最高にスタイリッシュな35歳
午後1時。
朝と呼ぶには、遅過ぎるだろうか。
高く昇った太陽の光が、まぶしい。
「実にいい夢だった」
窓を開け、爽やかな空気を吸いながら、そんな風につぶやいてみる。
こうして、最高にスタイリッシュな35歳の一日が始まる。
今日は、仕事の無い日だ。
休日だからこそ、その人間の持つスタイリッシュさが、問われることになる。
まあ、私にとっては、毎日が休日なのだが。
スタイリッシュな人生を送るには、まず食事からだ。
最高にスタイリッシュな私は、朝食という普通の人間なら単なるルーティンになってしまうものに対しても、創造性を発揮する。
「やはり、朝はカップラーメンに限る」
栄養バランスや摂取カロリーといった、面倒な概念に囚われないこの食品こそスタイリッシュな朝食にふさわしい。
アパートの一室に、私一人の食事の音が響く。
私は独身だ。
ありきたりな表現になるが、「結婚出来ないわけではなく、しない」のだ。
私は結婚しないというライフスタイルを、自ら選択した。その証拠に、この35年間、純潔を守ってきた。

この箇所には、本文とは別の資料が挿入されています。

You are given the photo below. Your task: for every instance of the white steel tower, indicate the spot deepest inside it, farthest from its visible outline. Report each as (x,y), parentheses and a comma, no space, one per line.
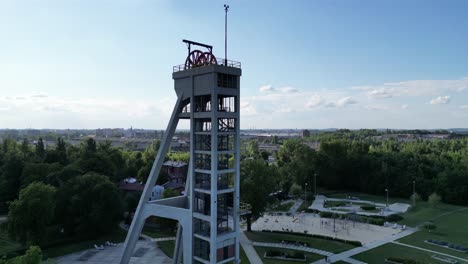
(208,95)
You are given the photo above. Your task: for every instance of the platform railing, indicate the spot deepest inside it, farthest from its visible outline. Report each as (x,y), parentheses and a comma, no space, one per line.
(222,62)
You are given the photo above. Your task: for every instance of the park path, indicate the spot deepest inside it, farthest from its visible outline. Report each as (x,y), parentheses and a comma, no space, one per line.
(428,250)
(295,206)
(447,213)
(249,249)
(163,239)
(293,247)
(347,254)
(305,249)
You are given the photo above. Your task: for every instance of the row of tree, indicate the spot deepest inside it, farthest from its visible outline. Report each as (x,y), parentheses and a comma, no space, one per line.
(355,161)
(371,166)
(67,191)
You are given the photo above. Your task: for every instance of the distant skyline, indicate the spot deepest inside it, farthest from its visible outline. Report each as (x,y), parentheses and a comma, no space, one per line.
(306,64)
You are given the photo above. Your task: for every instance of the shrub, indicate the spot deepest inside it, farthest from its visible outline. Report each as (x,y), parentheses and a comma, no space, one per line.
(368,207)
(274,253)
(297,255)
(404,260)
(394,218)
(429,226)
(326,214)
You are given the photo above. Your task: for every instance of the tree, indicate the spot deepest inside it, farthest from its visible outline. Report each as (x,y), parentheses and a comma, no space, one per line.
(252,149)
(434,199)
(10,178)
(40,149)
(258,180)
(295,190)
(168,193)
(37,172)
(31,213)
(89,205)
(32,256)
(25,148)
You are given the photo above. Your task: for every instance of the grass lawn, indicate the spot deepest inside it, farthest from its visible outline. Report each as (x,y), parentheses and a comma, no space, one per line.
(379,254)
(451,228)
(243,256)
(305,205)
(282,207)
(168,248)
(158,234)
(423,211)
(323,244)
(329,204)
(6,244)
(370,197)
(116,237)
(261,252)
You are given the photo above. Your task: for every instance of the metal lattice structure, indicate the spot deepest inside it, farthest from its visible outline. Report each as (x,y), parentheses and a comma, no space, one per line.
(208,213)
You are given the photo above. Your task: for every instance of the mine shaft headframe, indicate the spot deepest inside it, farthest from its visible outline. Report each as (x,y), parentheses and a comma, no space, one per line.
(198,58)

自身のライフプランを、人生の早期から確立していたからこそ可能だったことだ。
繰り返しになるが、決して結婚出来ない訳ではない。
ふと、窓の外を見る。
駅に近い、アパートからは、休日だというのに、恋人とのデート、家族や友人との遊びに、追われている哀れな者達が見える。
世間の他の者達は、必死に働いて、金を稼いでいる。
だが、人生の価値は、本当に手にした金だけで決まるのだろうか?
私は、彼らが持っていない自由を持っている。
そして、それにはお金で買えない価値があるのだ。
私の部屋には、高価なものはほとんど無い。
あるのは、ビールの空き缶とカップ麺のゴミ、読み終えた雑誌くらいのものだ。
世間一般の常識からすれば、クソ汚い部屋だろう。しかし、常にクリエイティブな活動に挑み続けている私には部屋の掃除をする時間など無いのだ。実際、今日も予定が詰まっている。14時になったら、ウィーチューブに投稿するためのカロリーメイト(宇治金時味)のレビュー動画を撮影しなければならないのだ。
世間の人々は、私のことを35歳にもなって、働かず、結婚もせず、親からの仕送りだけで生きているゴミクズだと言う。
だが、他人の意見など、私の人生の
よく食べ、よく遊び、よく眠る。
これこそが、最高にスタイリッシュな35歳、榎本順一の揺るぎないライフスタイルだ。